Trump has invoked the “American dream” and “America First” repeatedly in his addresses, often citing both in the same speech. From the floor of a tool factory in Kenosha, Wisconsin, to the stage of the World Economic Forum in Davos, Switzerland, Trump has deployed these phrases and, more important, linked them together for his audiences. Pushing the country inward, he has suggested, would pull its citizens upward.

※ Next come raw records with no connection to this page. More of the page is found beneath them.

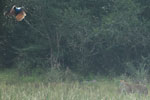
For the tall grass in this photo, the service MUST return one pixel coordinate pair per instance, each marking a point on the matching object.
(12, 88)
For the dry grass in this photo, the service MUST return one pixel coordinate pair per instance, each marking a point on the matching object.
(101, 90)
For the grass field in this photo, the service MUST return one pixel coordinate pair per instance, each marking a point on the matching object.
(29, 88)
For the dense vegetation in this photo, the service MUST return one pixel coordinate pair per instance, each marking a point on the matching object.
(106, 37)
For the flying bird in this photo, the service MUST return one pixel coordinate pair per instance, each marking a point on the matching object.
(18, 12)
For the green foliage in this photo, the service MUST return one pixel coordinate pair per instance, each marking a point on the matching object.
(88, 37)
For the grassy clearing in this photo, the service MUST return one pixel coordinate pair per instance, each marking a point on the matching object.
(25, 89)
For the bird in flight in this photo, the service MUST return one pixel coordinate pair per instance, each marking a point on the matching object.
(18, 12)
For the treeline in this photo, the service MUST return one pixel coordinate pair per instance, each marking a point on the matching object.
(86, 36)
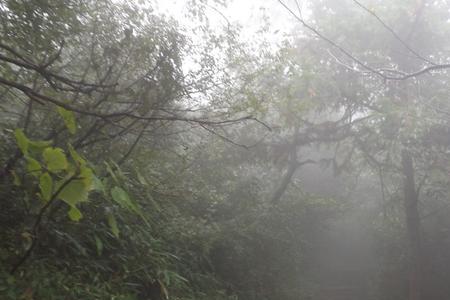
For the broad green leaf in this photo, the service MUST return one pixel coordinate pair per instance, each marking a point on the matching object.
(98, 245)
(112, 224)
(74, 192)
(55, 159)
(46, 186)
(33, 166)
(75, 214)
(69, 119)
(75, 156)
(22, 141)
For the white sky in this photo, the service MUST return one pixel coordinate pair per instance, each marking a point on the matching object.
(249, 13)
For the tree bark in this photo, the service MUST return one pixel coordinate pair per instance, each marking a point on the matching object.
(413, 228)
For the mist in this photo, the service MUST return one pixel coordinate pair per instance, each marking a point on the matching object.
(226, 150)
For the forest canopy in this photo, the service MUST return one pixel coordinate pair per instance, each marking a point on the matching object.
(173, 151)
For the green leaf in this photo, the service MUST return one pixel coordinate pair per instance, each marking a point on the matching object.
(112, 224)
(46, 185)
(75, 156)
(69, 119)
(98, 245)
(122, 198)
(22, 141)
(55, 159)
(33, 166)
(75, 214)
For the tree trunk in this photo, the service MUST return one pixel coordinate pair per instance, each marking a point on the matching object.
(413, 228)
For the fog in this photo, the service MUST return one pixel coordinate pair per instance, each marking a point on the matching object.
(226, 150)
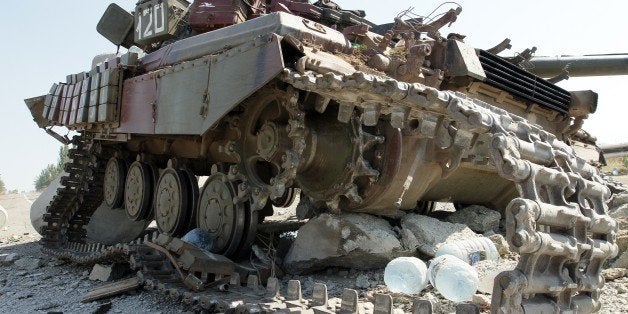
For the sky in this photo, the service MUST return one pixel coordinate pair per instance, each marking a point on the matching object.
(46, 40)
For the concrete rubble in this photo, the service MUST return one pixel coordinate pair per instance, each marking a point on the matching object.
(28, 263)
(611, 274)
(106, 273)
(427, 234)
(351, 241)
(503, 248)
(8, 259)
(478, 218)
(621, 261)
(4, 217)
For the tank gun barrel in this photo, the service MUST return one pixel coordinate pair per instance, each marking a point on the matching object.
(587, 65)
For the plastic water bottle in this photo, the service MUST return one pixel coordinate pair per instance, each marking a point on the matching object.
(406, 275)
(4, 216)
(471, 251)
(199, 238)
(453, 278)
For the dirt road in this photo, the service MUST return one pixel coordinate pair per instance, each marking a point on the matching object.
(56, 286)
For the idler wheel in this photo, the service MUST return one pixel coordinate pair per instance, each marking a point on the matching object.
(172, 202)
(138, 191)
(220, 216)
(113, 188)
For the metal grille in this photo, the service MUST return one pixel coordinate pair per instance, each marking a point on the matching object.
(522, 84)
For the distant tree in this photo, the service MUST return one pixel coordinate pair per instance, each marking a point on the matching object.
(52, 171)
(2, 187)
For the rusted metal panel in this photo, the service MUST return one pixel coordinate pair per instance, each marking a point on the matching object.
(139, 98)
(94, 96)
(112, 289)
(212, 42)
(182, 95)
(193, 96)
(231, 80)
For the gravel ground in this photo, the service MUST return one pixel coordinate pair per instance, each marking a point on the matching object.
(56, 286)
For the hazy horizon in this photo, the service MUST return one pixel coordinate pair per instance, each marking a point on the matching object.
(50, 39)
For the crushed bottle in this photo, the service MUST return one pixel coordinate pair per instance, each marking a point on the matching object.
(406, 275)
(471, 250)
(453, 278)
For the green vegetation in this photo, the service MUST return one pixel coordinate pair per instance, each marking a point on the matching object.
(52, 171)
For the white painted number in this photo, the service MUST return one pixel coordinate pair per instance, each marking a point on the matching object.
(151, 21)
(148, 31)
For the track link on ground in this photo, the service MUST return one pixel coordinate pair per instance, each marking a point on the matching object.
(559, 223)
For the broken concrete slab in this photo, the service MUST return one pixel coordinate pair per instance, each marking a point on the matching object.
(4, 217)
(622, 240)
(488, 270)
(501, 244)
(618, 200)
(29, 263)
(478, 218)
(107, 272)
(621, 261)
(611, 274)
(8, 259)
(430, 233)
(357, 241)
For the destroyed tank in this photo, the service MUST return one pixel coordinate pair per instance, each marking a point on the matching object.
(274, 99)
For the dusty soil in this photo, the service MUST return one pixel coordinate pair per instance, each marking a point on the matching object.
(622, 179)
(57, 286)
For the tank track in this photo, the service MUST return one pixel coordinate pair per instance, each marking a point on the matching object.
(559, 222)
(77, 198)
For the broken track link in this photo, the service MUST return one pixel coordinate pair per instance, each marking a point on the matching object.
(78, 197)
(559, 224)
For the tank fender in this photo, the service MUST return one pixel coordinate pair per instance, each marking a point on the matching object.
(238, 73)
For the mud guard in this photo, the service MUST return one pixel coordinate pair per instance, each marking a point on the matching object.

In Behold, America: The Entangled History of “America First” and “the American Dream,” Sarah Churchwell traces the origins and evolution of both of these expressions. “There is great power in loaded phrases, as anyone willing to pull the trigger knows,” she observes in her introduction. For Trump and his allies, these two phrases combine in a simple and simplistic formula for success: The American dream is dead, but Trump will make America great again by putting America first. This mantra not only echoes the patriotic chorus of an arena chanting “USA! USA! USA!,” but it also carries the same underlying appeal. Audiences seem to understand these phrases instinctively and reward their use with an almost reflexive response. Yet as Churchwell makes clear, neither expression is as straightforward as it seems, and both come with a long and complex past:
The evolution of these two sayings—both their myths and their truths—has shaped reality in ways not fully understood. We cannot understand the subtexts of our own slogans if we do not understand their contexts; we risk misreading our own moment if we don’t know the historical meanings of expressions we resuscitate, or perpetuate.
Behold, America is the author’s effort to offer this context and to map out both phrases’ multifarious meanings. Moving back in time from the early 21st century to the early 20th, Churchwell shows that these expressions were originally used in ways that are significantly different from our current understanding of them.
Churchwell has cast a wide net in her research, drawing into account not only politicians and pundits, but also journalists, novelists, ministers, and ordinary Americans. The result, appropriately enough, is a bit messy. Readers hoping for a tidy etymology will doubtless find themselves frustrated at times. But that messiness illustrates the ways in which these phrases have always been, as the historian Daniel Rodgers memorably put it, “contested truths.” They stand at the heart of the American experience, and as a result, the struggle over their meaning has, in many ways, represented a struggle over the meaning of the United States itself.